As dying now at Hector's feet he lies,
He sternly views him, and triumphing cries:
"Lie there, Patroclus! and with thee the joy,
Thy pride once promised, of subverting Troy;
The fancied scenes of Ilion wrapped in flames,
And thy soft pleasures served with captive dames!
Unthinking man! I fought those towers to free,
And guard that beauteous race from lords like thee:
But thou a prey to vultures shalt be made;
Thy own Achilles cannot lend thee aid;
Though much at parting that great chief might say,
And much enjoin thee, this important day:
'Return not, my brave friend,' perhaps he said,
'Without the bloody arms of Hector dead.'
He spoke, Patroclus marched, and thus he sped."

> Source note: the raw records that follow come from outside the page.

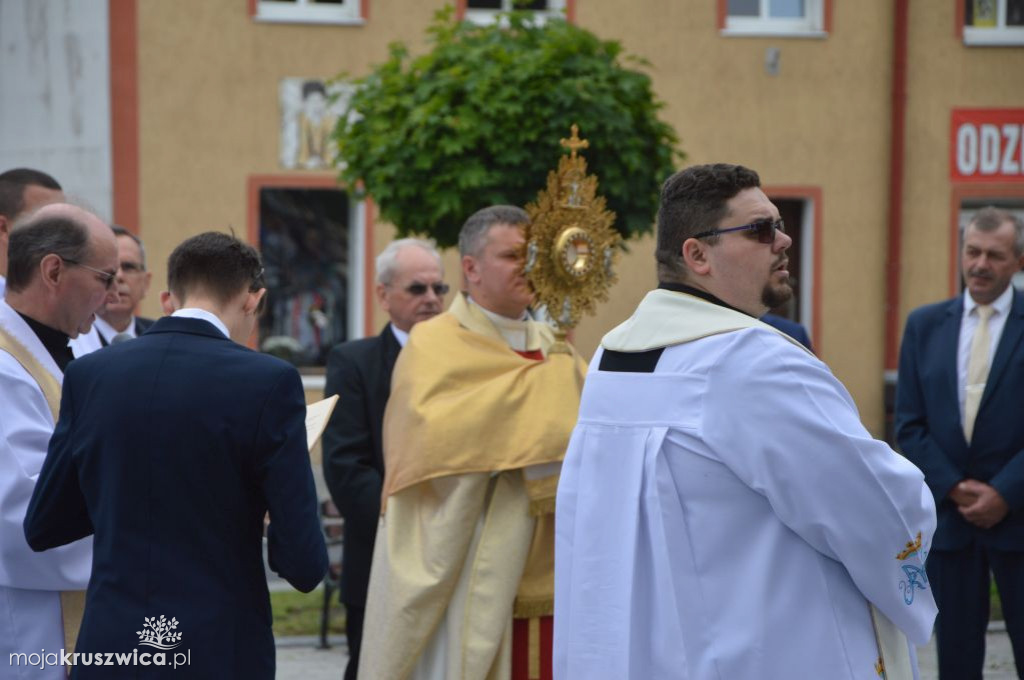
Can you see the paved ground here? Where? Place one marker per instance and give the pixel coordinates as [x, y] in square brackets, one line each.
[298, 659]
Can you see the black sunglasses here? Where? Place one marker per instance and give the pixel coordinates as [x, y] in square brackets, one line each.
[418, 289]
[105, 277]
[765, 229]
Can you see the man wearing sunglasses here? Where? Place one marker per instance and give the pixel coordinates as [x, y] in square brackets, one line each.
[411, 289]
[117, 322]
[61, 262]
[474, 433]
[722, 511]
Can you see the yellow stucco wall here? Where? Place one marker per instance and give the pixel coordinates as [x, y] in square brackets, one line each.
[209, 119]
[944, 75]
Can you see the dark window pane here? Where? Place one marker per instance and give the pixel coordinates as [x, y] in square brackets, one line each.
[980, 13]
[786, 8]
[1015, 12]
[744, 8]
[304, 244]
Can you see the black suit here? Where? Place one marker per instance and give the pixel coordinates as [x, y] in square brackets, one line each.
[359, 373]
[171, 450]
[930, 432]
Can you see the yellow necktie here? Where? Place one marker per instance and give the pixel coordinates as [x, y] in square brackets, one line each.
[977, 370]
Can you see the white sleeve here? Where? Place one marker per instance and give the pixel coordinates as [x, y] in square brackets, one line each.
[790, 430]
[26, 426]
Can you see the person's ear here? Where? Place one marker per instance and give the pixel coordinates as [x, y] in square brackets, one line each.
[168, 303]
[695, 256]
[470, 269]
[382, 298]
[252, 301]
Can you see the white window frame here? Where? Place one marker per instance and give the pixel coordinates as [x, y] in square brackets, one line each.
[306, 11]
[556, 9]
[810, 26]
[1000, 34]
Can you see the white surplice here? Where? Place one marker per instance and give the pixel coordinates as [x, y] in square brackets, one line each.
[728, 516]
[30, 582]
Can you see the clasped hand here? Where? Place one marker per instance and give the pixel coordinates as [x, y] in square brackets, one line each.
[979, 503]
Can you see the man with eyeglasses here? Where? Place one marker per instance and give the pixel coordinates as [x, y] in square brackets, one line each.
[22, 192]
[117, 322]
[474, 432]
[411, 289]
[61, 263]
[178, 521]
[722, 511]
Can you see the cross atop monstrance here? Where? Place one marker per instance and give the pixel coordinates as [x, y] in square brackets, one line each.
[574, 143]
[571, 245]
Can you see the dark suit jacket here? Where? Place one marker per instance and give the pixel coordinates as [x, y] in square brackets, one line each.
[929, 428]
[171, 450]
[141, 326]
[359, 373]
[791, 328]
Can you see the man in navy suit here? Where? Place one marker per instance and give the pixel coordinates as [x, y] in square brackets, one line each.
[411, 289]
[960, 402]
[171, 450]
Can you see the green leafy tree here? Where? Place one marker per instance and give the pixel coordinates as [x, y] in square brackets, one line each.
[477, 121]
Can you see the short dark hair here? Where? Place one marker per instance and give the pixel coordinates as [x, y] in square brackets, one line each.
[476, 227]
[990, 218]
[693, 201]
[30, 243]
[217, 264]
[122, 231]
[12, 183]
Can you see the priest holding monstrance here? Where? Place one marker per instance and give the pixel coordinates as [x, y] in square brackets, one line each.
[482, 401]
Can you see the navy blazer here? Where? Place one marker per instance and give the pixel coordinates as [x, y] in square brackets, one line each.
[929, 428]
[359, 373]
[172, 449]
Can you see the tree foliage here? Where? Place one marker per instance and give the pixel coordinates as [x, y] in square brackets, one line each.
[476, 121]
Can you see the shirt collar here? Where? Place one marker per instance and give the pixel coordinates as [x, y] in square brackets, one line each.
[399, 335]
[696, 292]
[109, 331]
[196, 312]
[999, 304]
[54, 341]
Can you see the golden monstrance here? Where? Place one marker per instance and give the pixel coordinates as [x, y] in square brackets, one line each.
[571, 246]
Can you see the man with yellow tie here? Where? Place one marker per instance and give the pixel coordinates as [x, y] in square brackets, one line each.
[960, 417]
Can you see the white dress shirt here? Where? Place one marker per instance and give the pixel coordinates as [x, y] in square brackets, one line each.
[196, 312]
[969, 324]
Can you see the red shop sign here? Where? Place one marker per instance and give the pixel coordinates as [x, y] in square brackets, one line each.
[987, 144]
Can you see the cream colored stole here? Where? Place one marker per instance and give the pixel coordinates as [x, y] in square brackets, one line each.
[666, 317]
[72, 601]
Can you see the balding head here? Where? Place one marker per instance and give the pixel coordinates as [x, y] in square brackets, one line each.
[22, 192]
[62, 261]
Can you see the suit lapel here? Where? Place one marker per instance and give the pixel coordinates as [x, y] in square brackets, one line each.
[391, 349]
[948, 347]
[1012, 333]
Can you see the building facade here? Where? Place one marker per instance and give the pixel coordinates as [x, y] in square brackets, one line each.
[877, 127]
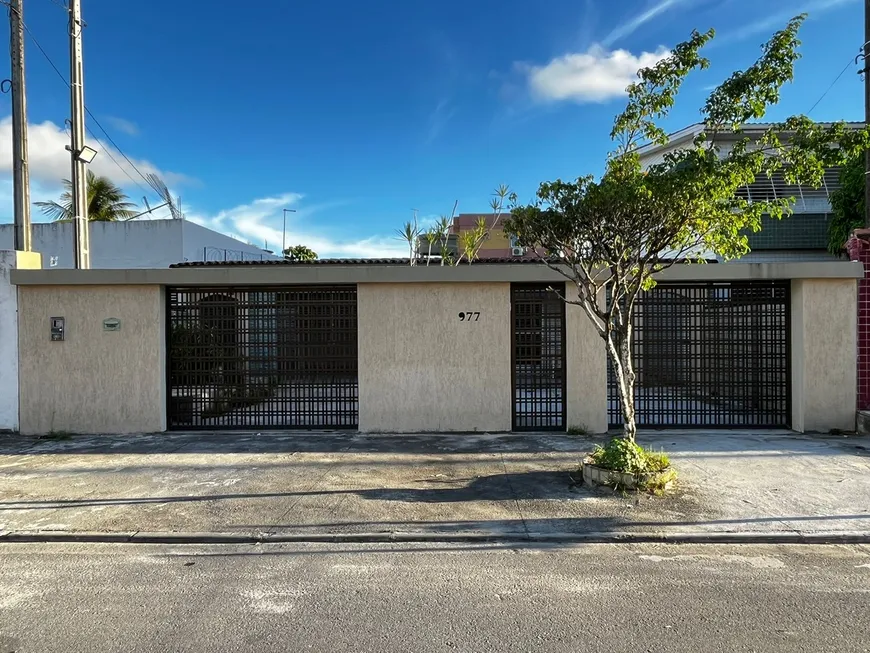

Supine, and wildly gazing on the skies,
With faint expiring breath, the chief replies:
"Vain boaster! cease, and know the powers divine:
Jove's and Apollo's is this deed, not thine;
To heaven is owed whate'er your own you call,
And heaven itself disarmed me ere my fall.
Had twenty mortals, each thy match in might,
Opposed me fairly, they had sunk in fight:
By fate and Phœbus was I first o'erthrown,
Euphorbus next; the third mean part thy own.
But thou, imperious! hear my latest breath;
The gods inspire it, and it sounds thy death.
Insulting man, thou shalt be soon as I;
Black fate hangs o'er thee, and thy hour draws nigh;
E'en now on life's last verge I see thee stand,
I see thee fall, and by Achilles' hand."
He faints; the soul unwilling wings her way
The beauteous body left a load of clay—
Flits to the lone, uncomfortable coast;
A naked, wandering, melancholy ghost!
Then Hector pausing, as his eyes he fed
On the pale carcass, thus addressed the dead:
"From whence this boding speech, the stern decree
Of death denounced, or why denounced to me?
Why not as well Achilles' fate be given
To Hector's lance ? who knows the will of heaven?"
Pensive he said: then, pressing as he lay,
His breathless bosom, tore the lance away,
And upwards cast the corse: the reeking spear
He shakes, and charges the bold charioteer.
But swift Automedon with loosened reins,
Rapt in the chariot o'er the distant plains,
Far from his rage the immortal coursers drove;
The immortal coursers were the gift of Jove.